Одни говорят, что задето было крыло, другие — центральный мотор, но доподлинно известно, что охваченный огнем самолет начал падать. Затем почерневшие крылья, мотор, фюзеляж неспешно разъединились в воздухе. Скорость падения, и та, казалось, была сдержанной. Зрителям и свидетелям показалось, что они наблюдают за головокружительным скольжением или за торжественным погружением подбитого торпедой корабля.
Самолет весом сорок две тонны обрушился на деревянный дом, поджег его и раздавил, обитатели его погибли. Одиннадцать человек экипажа вместе с великим пилотом Журовым и тридцатью пятью пассажирами погибли тоже.
Воздушная катастрофа унесла сорок восемь человек. Размах крыльев «Максима Горького», гордости русского воздушного флота, был шестьдесят три метра, длина — тридцать два метра. Восемь моторов, шесть из которых были вмонтированы в крылья, обладали мощностью семь тысяч лошадиных сил. Скорость полета достигала двухсот шестидесяти километров. На самолете был поставлен мощный радиопередатчик, и его голос, несущийся с облаков к тем, кто слушал его на земле, перекрывал рев восьми моторов.
За день до катастрофы я летал на «Максиме Горьком». Я был первым иностранцем, который удостоился такой чести. И последним… Меня долго заставили ждать необходимого разрешения и, когда я уже потерял всякую надежду, во второй половине дня принесли разрешение. Я уселся в носовом салоне и оттуда наблюдал за взлетом. Самолет мощно вздрогнул, и я почувствовал, как быстро монумент поднимает в воздух свое основание весом в сорок две тонны. Мягкость взлета меня поразила.
Пока мы разворачивались, чтобы лететь к Москве, я отправился на прогулку. С чистой совестью называю осмотр прогулкой, потому что во время полета осмотрел одиннадцать основных отсеков, связанных между собой автоматической телефонной связью. Мало этого, телефонную связь дублировала система пневматической почты, обеспечивая возможность передавать еще и письменные распоряжения. Самолет потрясал своей величиной — помещения располагались не только внутри фюзеляжа, но и в крыльях. Я осмелился войти в коридор левого крыла и стал открывать одну за другой двери, выходящие в него. За дверями открывались комнатки, потом помещения для моторов, каждый мотор был изолирован от других. Меня догнал инженер и показал электростанцию. Электростанция снабжала током не только радиотелефон, громкоговоритель и взлетное устройство, но еще и восемьдесят осветительных точек, общей мощностью двенадцать тысяч ватт.

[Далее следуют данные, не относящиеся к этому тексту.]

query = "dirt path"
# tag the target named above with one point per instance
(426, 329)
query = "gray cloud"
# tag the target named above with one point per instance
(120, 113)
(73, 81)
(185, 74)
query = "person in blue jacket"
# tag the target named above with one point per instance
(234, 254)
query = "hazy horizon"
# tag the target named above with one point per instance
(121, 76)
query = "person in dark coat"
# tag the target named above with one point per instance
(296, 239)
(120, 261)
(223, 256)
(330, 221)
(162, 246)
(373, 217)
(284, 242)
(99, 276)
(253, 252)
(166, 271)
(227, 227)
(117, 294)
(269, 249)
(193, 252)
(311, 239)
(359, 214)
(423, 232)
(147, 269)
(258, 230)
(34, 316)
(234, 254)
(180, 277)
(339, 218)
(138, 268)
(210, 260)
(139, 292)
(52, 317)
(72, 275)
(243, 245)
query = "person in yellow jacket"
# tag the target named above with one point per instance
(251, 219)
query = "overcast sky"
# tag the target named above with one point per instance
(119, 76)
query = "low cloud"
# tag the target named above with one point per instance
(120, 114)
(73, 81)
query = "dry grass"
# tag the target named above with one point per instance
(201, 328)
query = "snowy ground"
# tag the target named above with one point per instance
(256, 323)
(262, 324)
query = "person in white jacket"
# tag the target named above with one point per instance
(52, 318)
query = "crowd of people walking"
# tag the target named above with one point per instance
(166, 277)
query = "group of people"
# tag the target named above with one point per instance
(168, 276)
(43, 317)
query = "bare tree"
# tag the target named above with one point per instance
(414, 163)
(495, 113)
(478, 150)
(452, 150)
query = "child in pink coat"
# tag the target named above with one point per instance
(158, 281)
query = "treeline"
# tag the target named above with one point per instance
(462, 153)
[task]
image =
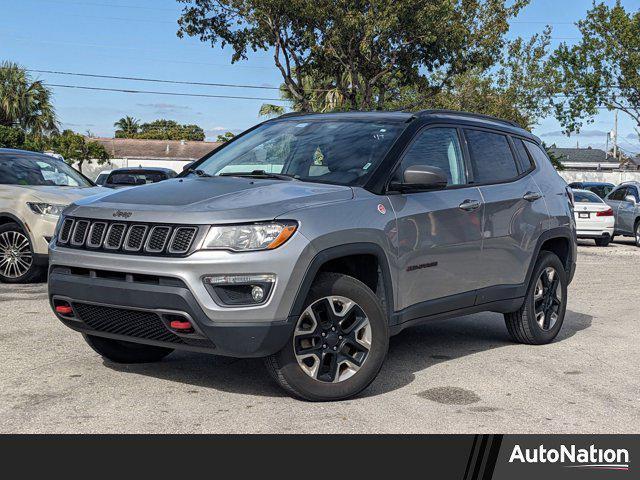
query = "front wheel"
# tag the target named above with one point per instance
(540, 318)
(119, 351)
(339, 342)
(16, 256)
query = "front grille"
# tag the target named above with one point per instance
(129, 237)
(121, 321)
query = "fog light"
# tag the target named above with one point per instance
(257, 293)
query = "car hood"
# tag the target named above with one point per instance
(60, 195)
(209, 199)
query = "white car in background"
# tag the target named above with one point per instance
(594, 218)
(34, 189)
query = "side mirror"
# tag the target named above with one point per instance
(421, 177)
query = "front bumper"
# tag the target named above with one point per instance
(154, 285)
(153, 303)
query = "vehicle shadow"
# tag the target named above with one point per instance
(410, 352)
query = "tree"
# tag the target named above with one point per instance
(127, 126)
(363, 51)
(25, 103)
(225, 138)
(270, 110)
(602, 70)
(77, 149)
(163, 130)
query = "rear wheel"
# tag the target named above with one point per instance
(540, 318)
(16, 256)
(119, 351)
(339, 342)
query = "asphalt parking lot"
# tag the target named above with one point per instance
(454, 376)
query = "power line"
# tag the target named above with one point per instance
(155, 80)
(176, 94)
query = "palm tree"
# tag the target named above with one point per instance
(127, 125)
(25, 103)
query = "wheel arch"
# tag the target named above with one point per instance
(345, 255)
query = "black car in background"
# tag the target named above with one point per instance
(131, 177)
(602, 189)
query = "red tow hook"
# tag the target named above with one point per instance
(181, 326)
(64, 310)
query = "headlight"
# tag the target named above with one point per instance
(256, 236)
(46, 208)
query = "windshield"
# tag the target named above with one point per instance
(135, 177)
(30, 169)
(586, 197)
(337, 151)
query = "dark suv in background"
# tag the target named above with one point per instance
(310, 239)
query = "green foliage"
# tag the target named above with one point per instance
(555, 159)
(225, 138)
(25, 103)
(77, 149)
(127, 126)
(602, 69)
(158, 130)
(343, 54)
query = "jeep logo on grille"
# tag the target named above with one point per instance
(122, 214)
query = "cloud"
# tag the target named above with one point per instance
(163, 107)
(582, 134)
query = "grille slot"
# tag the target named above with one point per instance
(182, 239)
(96, 234)
(79, 232)
(65, 231)
(135, 238)
(115, 234)
(122, 321)
(157, 239)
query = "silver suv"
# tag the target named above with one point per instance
(311, 239)
(625, 202)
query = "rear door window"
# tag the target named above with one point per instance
(492, 160)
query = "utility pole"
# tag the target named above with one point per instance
(615, 135)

Я осматривал самолет уже четверть часа, погрузившись в его нутро, словно в трюм миноносца, и мне все время светил электрический свет. Я купался в неутомимом и победительном пении моторов. Навстречу мне попались телефонисты, я заметил, что есть помещения с кроватями, видел механиков в синих брезентовых костюмах. Но больше всего я изумился, когда обнаружил небольшой кабинет и в нем юную машинистку, которая печатала на машинке…
Но вот мне снова светит дневной свет. Москва медленно разворачивается под крылом. Бортовой командир, сидя в уголке салона, передает по телефону уж не знаю какие там распоряжения своим пилотам. С радиопоста по пневматической почте ему поступают сообщения. Все вместе создает ощущение сложного механизма, сложно организованной жизни, какой у меня в полете никогда не было.

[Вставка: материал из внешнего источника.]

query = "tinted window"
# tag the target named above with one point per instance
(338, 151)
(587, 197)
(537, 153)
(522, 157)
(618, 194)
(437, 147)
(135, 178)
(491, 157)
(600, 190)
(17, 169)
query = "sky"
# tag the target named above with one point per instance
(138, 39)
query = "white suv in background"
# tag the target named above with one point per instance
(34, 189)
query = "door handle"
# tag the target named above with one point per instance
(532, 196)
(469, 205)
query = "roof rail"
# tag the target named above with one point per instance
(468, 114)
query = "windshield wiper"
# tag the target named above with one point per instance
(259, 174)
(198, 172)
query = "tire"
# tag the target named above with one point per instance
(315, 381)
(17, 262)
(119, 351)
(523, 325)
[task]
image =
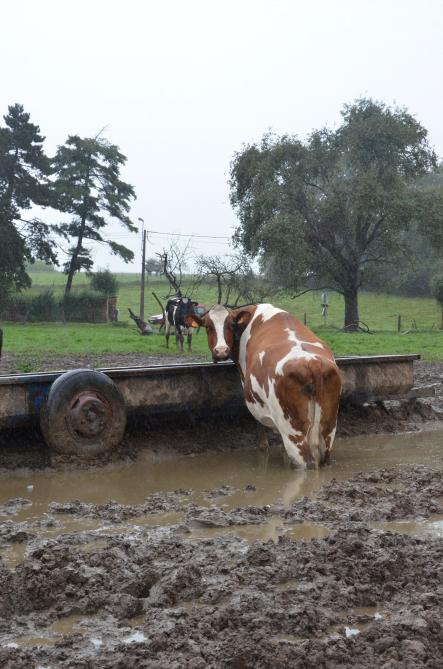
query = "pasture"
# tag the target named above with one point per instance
(420, 323)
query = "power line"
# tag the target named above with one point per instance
(180, 234)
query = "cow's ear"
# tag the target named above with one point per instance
(242, 317)
(193, 321)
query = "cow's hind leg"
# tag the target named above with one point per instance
(263, 443)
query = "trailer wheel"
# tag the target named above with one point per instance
(84, 414)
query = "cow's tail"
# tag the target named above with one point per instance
(314, 436)
(163, 323)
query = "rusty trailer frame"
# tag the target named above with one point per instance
(203, 388)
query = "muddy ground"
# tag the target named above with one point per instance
(345, 573)
(158, 597)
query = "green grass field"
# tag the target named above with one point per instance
(379, 311)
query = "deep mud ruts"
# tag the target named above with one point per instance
(242, 564)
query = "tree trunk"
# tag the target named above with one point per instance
(72, 266)
(351, 309)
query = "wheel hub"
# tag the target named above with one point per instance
(89, 414)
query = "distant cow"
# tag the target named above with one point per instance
(177, 310)
(290, 380)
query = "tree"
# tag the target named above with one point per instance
(437, 291)
(321, 212)
(173, 262)
(24, 182)
(88, 186)
(154, 266)
(104, 282)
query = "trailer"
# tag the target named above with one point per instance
(84, 411)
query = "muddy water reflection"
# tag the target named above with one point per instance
(429, 527)
(254, 479)
(270, 474)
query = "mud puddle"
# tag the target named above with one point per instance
(227, 560)
(241, 477)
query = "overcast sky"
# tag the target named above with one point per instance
(181, 85)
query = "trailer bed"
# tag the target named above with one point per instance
(203, 388)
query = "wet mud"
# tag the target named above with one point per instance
(227, 560)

Я уселся поглубже в кресло и закрыл глаза. Через спинку кресла до меня доходили послания восьми моторов. Я чувствовал, как струится по моему телу живая горячая вибрация. Мысленно видел перед собой электростанцию, снабжающую все вокруг светом, вспоминал отсеки с моторами, жаркие, словно печи. И снова открыл глаза.

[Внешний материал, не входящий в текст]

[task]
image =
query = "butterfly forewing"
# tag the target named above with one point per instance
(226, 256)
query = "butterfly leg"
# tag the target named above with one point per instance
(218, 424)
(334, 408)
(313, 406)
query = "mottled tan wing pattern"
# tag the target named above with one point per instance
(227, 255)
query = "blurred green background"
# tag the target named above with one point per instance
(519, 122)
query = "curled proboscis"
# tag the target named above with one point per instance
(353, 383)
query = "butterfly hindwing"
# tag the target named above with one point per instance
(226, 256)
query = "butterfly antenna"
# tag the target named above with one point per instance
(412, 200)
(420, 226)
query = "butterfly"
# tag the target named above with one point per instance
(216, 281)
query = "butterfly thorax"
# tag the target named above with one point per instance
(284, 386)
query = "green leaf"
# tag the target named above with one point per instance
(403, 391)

В широкое окно салона проникал голубой свет, а я будто занял место на террасе дорогой гостиницы и сверху озирал землю. Привычное устройство тяжелого аппарата, в котором кабина пилота, бортовое оборудование и пассажирский салон составляют целое, в этом самолете отсутствовало. Отдельно салон управления, отдельно холл, где можно отдыхать, мечтать…
Назавтра самолета «Максим Горький» не стало. Его гибель переживается здесь как общенародное горе. Советский Союз потерял не только выдающегося пилота Журова и десять членов его экипажа, не только тридцать пять пассажиров, работников конструкторского бюро ЦАГИ, для которых полет был наградой за отличную работу, Советский Союз потерял великолепное подтверждение жизненности его юной индустрии.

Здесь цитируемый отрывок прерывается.